A jednak Yeti żyje?


A może legendarny pół-człowiek, pół-małpa istnieje i wciąż mieszka w Himalajach? Grupa japońskich alpinistów utrzymuje, że natknęła się na ślady Yeti we wschodniej części Himalajów, w Nepalu.

Według członków ekspedycji odciski nie należących do człowieka stóp mają około 20 cm długości. - Widzieliśmy trzy odciski stóp podobne do stóp ludzkich - mówił Kuniaki Yagihara, członek Japońskiego Projektu Yeti, przedstawiając wykonane w Nepalu fotografie.

Wyprawa w nepalskie Himalaje była trzecią próbą zdobycia dowodów na istnienie legendarnego himalajskiego stwora. To właśnie tam, wśród lokalnej społeczności, wiara w istnienie Yeti jest dość powszechna. Stamtąd pochodzą opowieści o bezpośrednich spotkaniach z nie do końca zidentyfikowanym pół-człowiekiem, pół-zwierzęciem.

Japońska wyprawa swego odkrycia dokonała na wysokości około 4 800 metrów, na górze Dhaulagiri, w zachodniej części Nepalu. W przeszłości japońscy naukowcy spędzili tam juz ponad 40 dni, ale nigdy nie udało im się zebrać dowodów.

Teraz wyprawa przyniosła skutek. - Jeżeli nie wierzyłbym w istnienie Yeti, nigdy bym tu nie przybył - argumentował Yagihara.

Jeżeli nie wierzyłbym w istnienie Yeti, nigdy bym tu nie przybył. Kuniaki Yagihara, członek Japońskiego Projektu Yeti

Folklor czy rzeczywistość?

Nie tylko japońscy naukowcy z ekipy Kuniakiego Yagihary nie traktują istnienia Yeti jako przejawu swego rodzaju folkloru. Yeti nie jest mitem dla środowiska kryptozoologów, zajmujących się badaniem nad gatunkami zwierząt, które istnieją w rozmaitych podaniach, legendach.

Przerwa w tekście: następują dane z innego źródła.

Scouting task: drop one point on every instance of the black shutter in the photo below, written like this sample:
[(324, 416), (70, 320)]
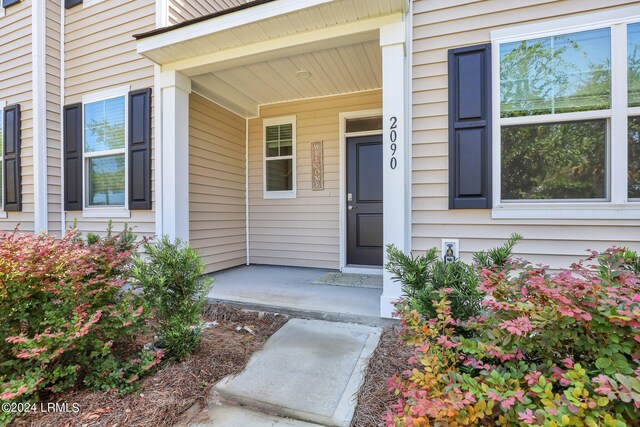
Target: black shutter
[(8, 3), (470, 127), (68, 4), (72, 122), (11, 170), (140, 149)]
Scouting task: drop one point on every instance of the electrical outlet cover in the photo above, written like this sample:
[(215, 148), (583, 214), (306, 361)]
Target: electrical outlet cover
[(450, 249)]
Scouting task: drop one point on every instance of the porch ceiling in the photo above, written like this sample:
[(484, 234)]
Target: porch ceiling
[(254, 56), (272, 20), (344, 69)]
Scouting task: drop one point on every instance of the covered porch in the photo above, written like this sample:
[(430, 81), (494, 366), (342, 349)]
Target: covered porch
[(316, 74)]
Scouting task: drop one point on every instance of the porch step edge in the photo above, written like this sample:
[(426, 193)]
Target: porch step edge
[(308, 314)]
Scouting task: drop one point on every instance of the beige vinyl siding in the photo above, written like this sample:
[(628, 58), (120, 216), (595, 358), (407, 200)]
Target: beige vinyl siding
[(52, 61), (440, 25), (100, 54), (183, 10), (217, 214), (304, 231), (16, 88)]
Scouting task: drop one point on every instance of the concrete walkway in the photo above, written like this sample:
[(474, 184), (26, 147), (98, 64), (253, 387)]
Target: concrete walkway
[(292, 290), (308, 373)]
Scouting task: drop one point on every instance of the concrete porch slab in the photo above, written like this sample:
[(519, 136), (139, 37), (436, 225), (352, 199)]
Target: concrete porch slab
[(310, 370), (292, 290), (226, 415)]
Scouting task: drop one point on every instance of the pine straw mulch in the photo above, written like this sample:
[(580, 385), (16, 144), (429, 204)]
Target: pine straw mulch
[(166, 395), (391, 357)]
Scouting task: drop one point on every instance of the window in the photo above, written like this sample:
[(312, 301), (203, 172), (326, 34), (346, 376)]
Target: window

Nie dalej jak w lipcu, włosy Yetiego miały zostać znalezione we wschodnich Indiach. Miesiąc później dwóch mężczyzn dowodziło znalezienia resztek Wielkiej Stopy - czyli własnie pół-człowieka, pół-małpy. Okazało się jednak, że był to jedynie odcisk kostiumu goryla.